The raw fact is that we are nation/people of paradoxes. We embrace morality, but we sin every day. We desire sexual purity and chastity but we produce more pornography and sexually explicit material than any other nation in the world (a 12 billion dollars a year business, and this is a low estimate) and use sex as a marketing tool. We are sexual beings and trying to deny it only leads to trouble and hypocrisy.

As an exercise, before we think of condemning someone else because of their sexual practices, think of when the last time you seriously thought about each one of the laws I have stated below, most of them laws that we hardly even focus on these days. And remember, the Bible makes it clear that if you break just one law, you are just as guilty as the person who has broken all of them (James 2:10):

1. Exodus 35:2 states that anyone who works on the Sabbath must be put to death; do I do it myself or call the cops? And remember the Sabbath is from sunset Friday night until sunset on Saturday night.

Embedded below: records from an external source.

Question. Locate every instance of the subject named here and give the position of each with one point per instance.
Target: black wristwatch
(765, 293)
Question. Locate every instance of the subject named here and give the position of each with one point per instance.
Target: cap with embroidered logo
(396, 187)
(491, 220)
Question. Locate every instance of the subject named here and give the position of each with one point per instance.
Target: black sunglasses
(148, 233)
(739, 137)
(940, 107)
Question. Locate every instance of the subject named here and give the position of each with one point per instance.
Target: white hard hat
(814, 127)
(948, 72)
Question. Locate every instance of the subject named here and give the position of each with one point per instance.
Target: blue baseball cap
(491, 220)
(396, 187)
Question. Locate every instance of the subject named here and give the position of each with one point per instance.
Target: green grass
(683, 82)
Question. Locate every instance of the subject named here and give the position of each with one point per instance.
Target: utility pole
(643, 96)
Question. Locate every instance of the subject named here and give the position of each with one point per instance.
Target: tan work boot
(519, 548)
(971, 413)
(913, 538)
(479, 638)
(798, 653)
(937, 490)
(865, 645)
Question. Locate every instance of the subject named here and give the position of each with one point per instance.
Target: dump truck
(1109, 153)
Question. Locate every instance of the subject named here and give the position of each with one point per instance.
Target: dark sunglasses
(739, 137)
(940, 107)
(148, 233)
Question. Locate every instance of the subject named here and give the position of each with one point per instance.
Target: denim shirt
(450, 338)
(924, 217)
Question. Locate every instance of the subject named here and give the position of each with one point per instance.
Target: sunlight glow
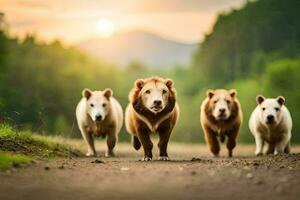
(105, 27)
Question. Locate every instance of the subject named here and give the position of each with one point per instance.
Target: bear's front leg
(281, 145)
(143, 134)
(164, 130)
(259, 142)
(211, 139)
(88, 138)
(111, 141)
(231, 142)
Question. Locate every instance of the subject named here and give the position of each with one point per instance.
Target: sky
(74, 21)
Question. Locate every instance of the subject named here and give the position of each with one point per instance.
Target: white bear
(99, 114)
(271, 122)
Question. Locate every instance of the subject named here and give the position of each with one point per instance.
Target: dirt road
(192, 174)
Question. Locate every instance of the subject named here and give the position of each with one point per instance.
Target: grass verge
(21, 147)
(8, 160)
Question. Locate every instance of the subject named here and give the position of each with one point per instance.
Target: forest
(255, 50)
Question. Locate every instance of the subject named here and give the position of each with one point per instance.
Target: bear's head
(270, 109)
(221, 104)
(97, 103)
(154, 94)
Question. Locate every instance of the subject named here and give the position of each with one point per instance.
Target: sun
(105, 27)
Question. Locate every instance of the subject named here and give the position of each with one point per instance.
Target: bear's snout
(270, 119)
(157, 102)
(98, 117)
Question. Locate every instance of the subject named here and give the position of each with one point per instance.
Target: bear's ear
(210, 93)
(108, 93)
(139, 83)
(260, 99)
(233, 93)
(169, 83)
(87, 93)
(280, 100)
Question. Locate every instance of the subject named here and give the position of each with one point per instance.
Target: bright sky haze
(76, 20)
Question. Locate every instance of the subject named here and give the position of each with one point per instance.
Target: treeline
(255, 50)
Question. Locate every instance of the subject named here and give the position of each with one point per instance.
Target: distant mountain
(147, 48)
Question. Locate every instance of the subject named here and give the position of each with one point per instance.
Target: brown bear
(152, 108)
(221, 116)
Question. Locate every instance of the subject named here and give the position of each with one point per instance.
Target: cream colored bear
(99, 114)
(271, 123)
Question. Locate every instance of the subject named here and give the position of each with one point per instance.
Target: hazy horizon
(76, 21)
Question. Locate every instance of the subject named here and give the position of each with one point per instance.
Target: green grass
(22, 146)
(8, 160)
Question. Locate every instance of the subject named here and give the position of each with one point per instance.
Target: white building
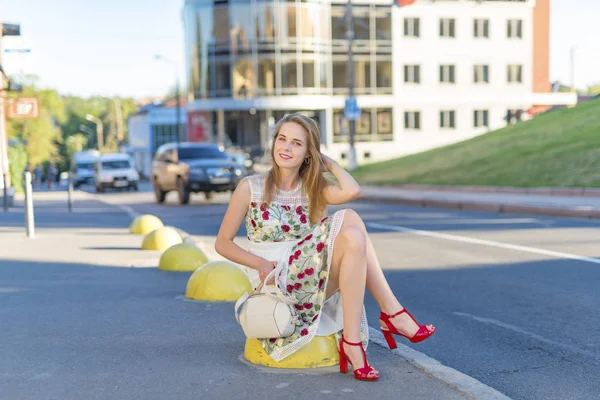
(429, 74)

2. Leviticus 11:10 says that you can’t eat any fish without scales or fins, like Shrimp, crabs or catfish.

3. Leviticus 19:27 says that you can’t cut facial hair on the side of your head or even trim your beard.

4. Leviticus 11:6-8 says that you should not even touch the carcass of a dead pig; does that mean all NFL players are going to hell?

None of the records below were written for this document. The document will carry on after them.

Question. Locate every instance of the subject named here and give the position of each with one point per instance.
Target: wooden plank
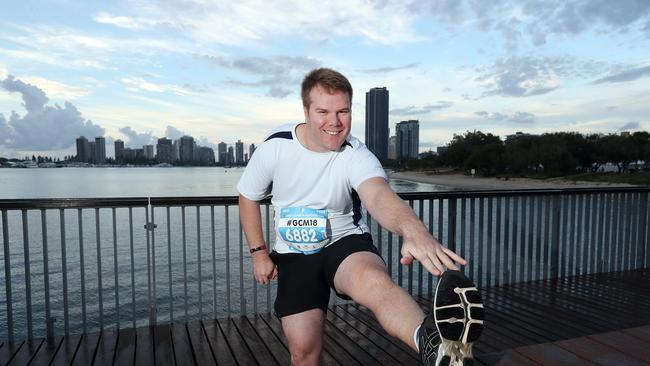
(87, 349)
(105, 354)
(506, 358)
(65, 354)
(625, 343)
(364, 316)
(361, 341)
(144, 346)
(26, 352)
(377, 339)
(279, 351)
(47, 351)
(200, 344)
(550, 354)
(182, 347)
(8, 351)
(642, 333)
(239, 349)
(597, 353)
(161, 345)
(337, 337)
(275, 325)
(218, 344)
(252, 339)
(125, 348)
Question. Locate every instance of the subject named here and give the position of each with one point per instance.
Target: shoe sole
(458, 308)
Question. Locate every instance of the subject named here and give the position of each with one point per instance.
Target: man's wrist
(259, 248)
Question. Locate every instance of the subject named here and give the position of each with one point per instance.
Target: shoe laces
(457, 352)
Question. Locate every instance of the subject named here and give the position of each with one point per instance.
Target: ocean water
(96, 260)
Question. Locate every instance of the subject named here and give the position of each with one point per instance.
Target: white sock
(415, 337)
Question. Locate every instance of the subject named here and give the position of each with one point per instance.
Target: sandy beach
(466, 182)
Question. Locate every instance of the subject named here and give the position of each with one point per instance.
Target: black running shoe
(458, 316)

5. Leviticus 19:19 says that you should not plant seeds of two different kinds on the same field, and also you can’t wear clothing made from two different fabrics

6. Leviticus 24: 10-16 says that we should take all those who cuss or blaspheme and stone them to death.

7. Deut. 22:5 – a woman must not wear men’s clothing and vice verse.

8. Deut 22:20-21 – if a woman is not a virgin when married, she should be stoned to death (I would have been dead long time ago).

9. Judges 19 – sanctions the rape and misogyny of women, so does Genesis 19:6-8 where Lot offers his daughters to rapists even though Lev 19:29 says not to defile your daughter by making her a prostitute.

10. Leviticus 15:19-24 specifically states that you can’t have any contact, not even a touch with a woman during her period.


The real issue I am trying to emphasize is not that we need to become more legalistic, but that we realize that everyone cherry picks from the Bible for their own agenda, thus negating the message that "God's love for us has nothing to do with our performance in regard to the Law, because no one is really obeying His laws!"

Please, friends, let us get back to the primary tenet of the Gospel, we all need God’s love and forgiveness. I know I do, and I am glad He showers it on me freely. Without His grace, I would have no hope!!

Peace and Love,

Stephen  Dotun Akinduro

1 comments:

Jamesson said...

Yes,Stephen you have given a valuable gem of Christian Life! Continue your journey of grace in Jesus Christ for the eternal kingdom building! Continue sharing God's tremendous blessing of love, joy and peace through Christ's ultimate sacrifice for humankind's reunion with God. Yes praise God for the wisdom,compassion and this blog vehicle of hope!